Unter der Annahme, das du jeweils zwei Vektoren hast, welche jeweils die 'Cam' und den kreis an jeweils einer, aber nicht der selben stelle berühren.
Zu erst gugst du, welche kreise alle in der vom view aufgespannten 'ebene' drinn sind.
Dan rechnest du dir die beiden 'Striche' von der 'cam' zum kreis aus, und gugst, ob er von anderen kreisen geschnitten wird. Damit weißt du, ob der kreis gesehen wird, oder nicht.
So wie ich die verstanden habe, möchtest du das ganze jetzt noch '1 dimensional' rändern.

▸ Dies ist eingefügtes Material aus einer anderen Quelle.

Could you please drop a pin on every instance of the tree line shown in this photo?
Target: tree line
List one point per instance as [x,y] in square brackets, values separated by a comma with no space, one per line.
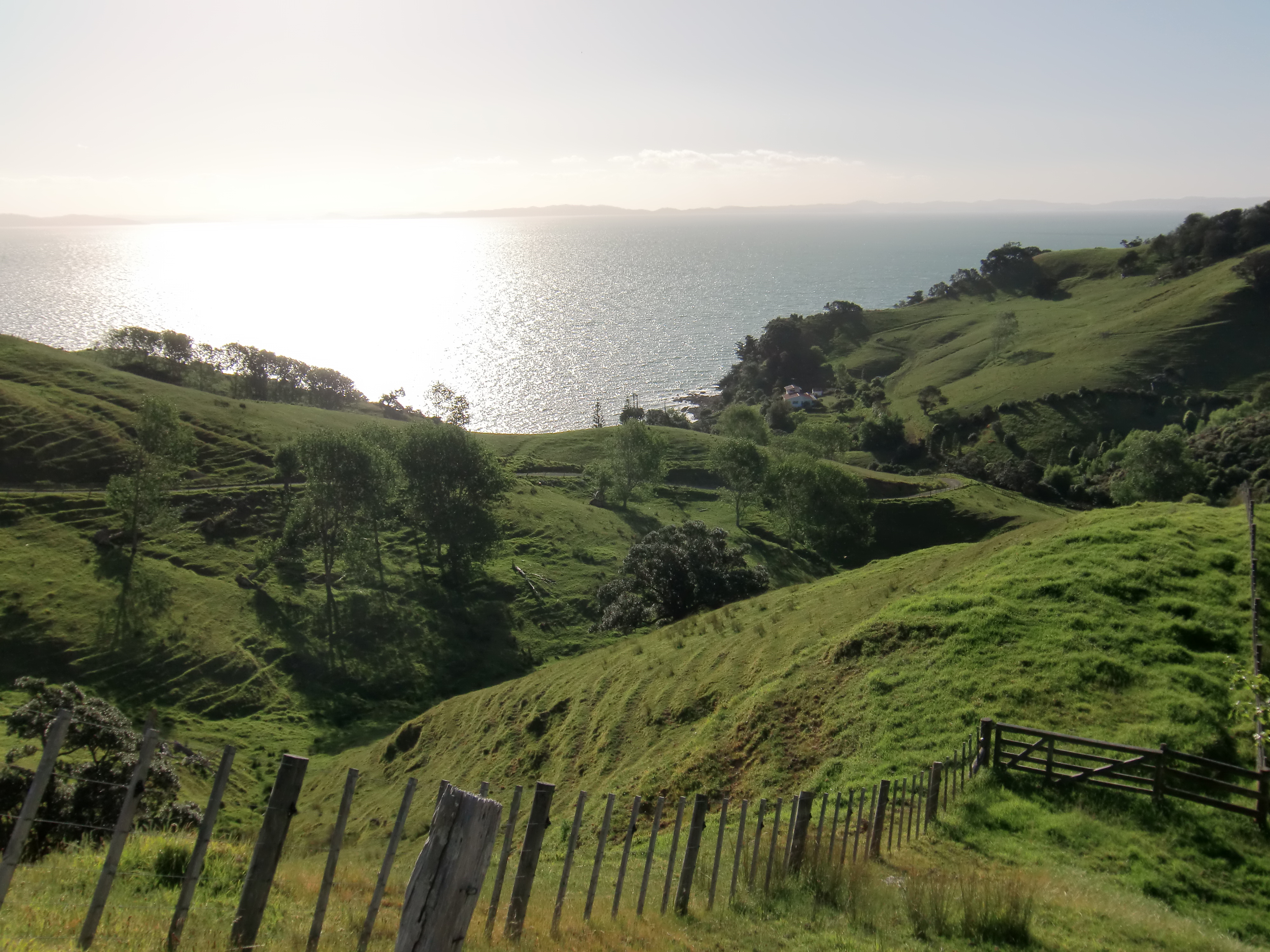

Das kannst du ganz einfach machen. Du Sortierst die kreise von der distance zum 'cam' punkt.
Dann zeichnest du einfach einen nach dem nächsten. Vola.






Regex


----------



## Regex (4. Nov 2012)

hm, tut mir leid das die Rechtschreibung soooo schlecht ist.
Nicht als Entschuldigung, sondern als Erklärung, ich bin Legastheniker. (Wird oft verstanden ala: Ist mir egal, bin L., so ist das aber nicht gemeint.)
Aber leider hatte ich das Browser-Rechtschreibprüfungs-Plugin ausgeschalten.

Regex

(Sry für Doppelpost, aber das wollte ich noch sagen )


----------



## JVTH (18. Dez 2012)

Danke, habs wie Marco13 umgesetzt


----------



## Marco13 (18. Dez 2012)

Hm. Ich hab' gar nichts umgesetzt. Nur einen anderen Thread verlinkt :bahnhof:


----------



## JVTH (18. Dez 2012)

Aso, meine deinen ersten thread. Ein schönes Beispiel für diese Prinzip, nur mit Licht ist das: Left 4k Dead

Edit: Sorry, war ja auch in dem einem Post dein!


----------